Betty Lombard
- Full name: Elizabeth Ann Lombard
- Country (sports): Republic of Ireland
- Born: c. 1920
- Died: March 1984 (aged 63–64) Dublin
- Turned pro: 1940 (amateur)
- Retired: 1960

Singles
- Career titles: 15

Grand Slam singles results
- Wimbledon: QF 1948

= Betty Lombard =

Irish tennis player

Betty Lombard (c. 1920 – March 1984) was an Irish tennis player who was a quarter finalist in the women's doubles at the 1948 Wimbledon Championships, and reached the Women's Plate final at Wimbledon, in 1953.

==Career==
Betty Lombard was born Elizabeth Ann Lombard around 1920. She lived on Anglesea Road, Dublin. She took up tennis, first playing at the Anglesea Tennis Club, and later with the Lansdowne Lawn Tennis Club. She won the singles title at the East of Ireland Championships 12 times. Lombard won the singles at the Irish Championships in 1941, 1943, and 1951. With Mary Fitzgibbon (née Nichols), Lombard played in the doubles quarter-final on the Centre Court at Wimbledon in 1948. She won the Irish Championships women's doubles title in 1951 with Fitzgibbon. In 1953, Lombard played in the Women's Plate final at Wimbledon.
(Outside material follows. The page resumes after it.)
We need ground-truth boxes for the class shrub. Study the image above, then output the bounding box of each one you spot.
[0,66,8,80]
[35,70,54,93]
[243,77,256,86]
Lombard ran a typing and secretarial school on Harcourt Street, Dublin. After her playing career, Lombard helped with the administration of the Leinster Championships for the juniors and the East of Ireland Championships, both at the Landsowne Lawn Tennis Club. Lombard died in Dublin in March 1984.

In 2017, the Lansdowne Lawn Tennis Club named their new function room the "Betty Lombard Room".